Park, an expert in Korean food history and culture, noted that the revelation presents a larger picture of traditional Korean cuisine. “Most of the studies of traditional Korean food revolve around food from the Gyeongsang region,” she said. “But the book by Lady Choi is about food of the Chungcheong region, giving a balance to the study of Korean food and
culture.”


New possibilities

“Eumsik Dimibang” has often been utilized for cultural programs at home and abroad.

“Eumsik Dimibang,” top, has yet to be designated as a national treasure. Lady Jang Gye-hyang, above, also left many paintings, poetry and embroidery works, besides the cookbook. Provided by the Cultural Heritage Foundation
Since May, the book has been available through the Google Cultural Institute as Google expanded partnerships with more Korean cultural institutions. People can read about the cookbook in English and enjoy videos about it in English, Korean, Japanese and Chinese.

The Korea Tourism Organization in June offered about 30 influential bloggers in Korea and abroad a tour of various historical sites in Yeongyang County, North Gyeongsang, that are related to the cookbook, Lady Jang and her household.

Yeongyang County has also been active in promoting the book.

Besides curating the content for the Google Cultural Institute, the local government since this summer has been working with retail giant Homeplus to offer culinary courses based on the cookbook and giving out certificates of expertise. A total of 50 people completed the three-month program at the end of August.


Ownership dispute

However, despite “Eumsik Dimibang” being a definitive tome on Joseon-era noble cuisine, there has been little discussion on designating the book a national cultural heritage item.

This is primarily due to the complex ownership issues surrounding the book.

“We don’t have any record of the book’s owner filing a request to register it as a national cultural heritage item,” Kim Eun-yeong of the Cultural Heritage Administration’s tangible cultural property department told the Korea JoongAng Daily. “When it comes to designating an artifact as a cultural property, the move has to be initiated by the owner. If not, there is nothing we can do about it”
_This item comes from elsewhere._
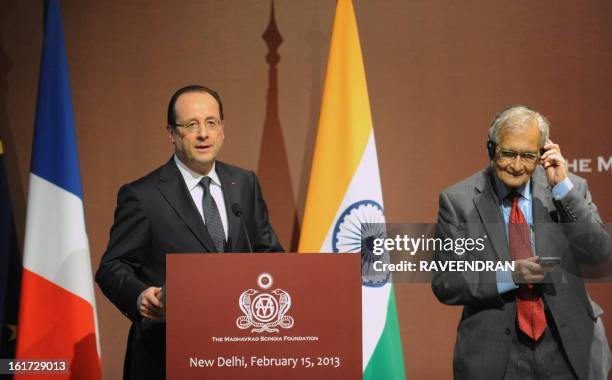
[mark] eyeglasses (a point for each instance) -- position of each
(506, 155)
(211, 124)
Officials at the North Gyeongsang Provincial Government said that the book’s owner, Jang’s descendants, previously donated the book to the permanent collection of the Kyungpook National University library. Due mainly to miscommunication in the past, the two parties are both currently claiming ownership of the relic.
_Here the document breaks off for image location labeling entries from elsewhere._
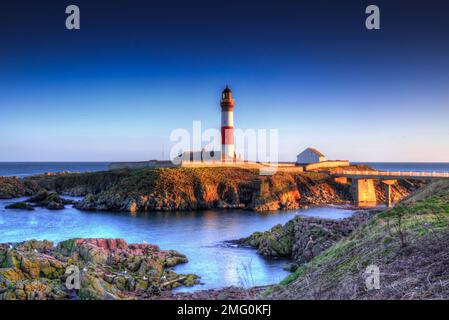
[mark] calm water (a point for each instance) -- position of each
(22, 169)
(410, 166)
(199, 235)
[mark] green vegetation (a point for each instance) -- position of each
(402, 241)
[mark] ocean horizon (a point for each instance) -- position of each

“There weren’t any attempts so far to register the book as a cultural property because of this complex ownership issue,” Kwon Gyeong-su of the provincial government’s cultural heritage department said.

Nonetheless, provincial government officials say they are planning to register the book on Unesco’s Memory of the World list next year, as they believe the ownership issue won’t be a problem for that registration process.